According to the statement, the blow on the left side of Asyraf's chin was caused by increased force from a fist rather than a weapon.
Count three relates to robbery.
The judge said the defendant had admitted taking the bicycle dishonestly, but denied punching the victim.
According to the defendant's evidence yesterday, he said he saw the bicycle on the ground and took it, repeating that he was tired.
He said he wasn't aware that the bicycle belonged to the victim.
Pawlak reminded the jury of the closed-circuit television camera (CCTV) evidence of incidents in Ilford Road where groups of youths went on a rampage, breaking shop windows and looting.
In several scenes, the defendant was identified as taking part in the looting and smashing of shop windows.
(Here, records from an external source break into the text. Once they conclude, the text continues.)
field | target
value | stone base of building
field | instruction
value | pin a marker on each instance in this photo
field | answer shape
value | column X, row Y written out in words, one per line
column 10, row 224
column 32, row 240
"He had admitted to two counts of burglary, helping to lift a metal shutter of a shop and kicking the window of a shop."
The defendant had said he was acting aggressively only towards properties and not people, although the prosecution had said the defendant had the tendency and inclination for violent behaviour.
Pawlak said: "What is alleged here is violence inflicted on Asyraf.
"You need to decide that his behaviour had that inclination. If you think his behaviour in Ilford is not relevant, then ignore it."
The judge also cautioned the jury that the behaviour on the film might evoke emotions.
"Decide on the case based on evidence and not emotion."
He reminded the jury of the evidence given by Asyraf, his friend Azhar who was caught up in the incident but managed to get away, CCTV installation supervisor Weng Tsang, who witnessed the incident, and his girlfriend, Diane Frutos Peres, who filmed the incident from her ninth-floor flat.
The incident was said to have taken place in Barking in East London on Aug 8 last year during one of the worst riots, where lawlessness and violence especially among youth, swept the country, causing untold damage.
Asyraf and Azhar were on their way to a friend's house when the incident happened at a flyover in Barking.
Asyraf had been in the country for only a month.
He appeared in court to give evidence only on the first day of the hearing.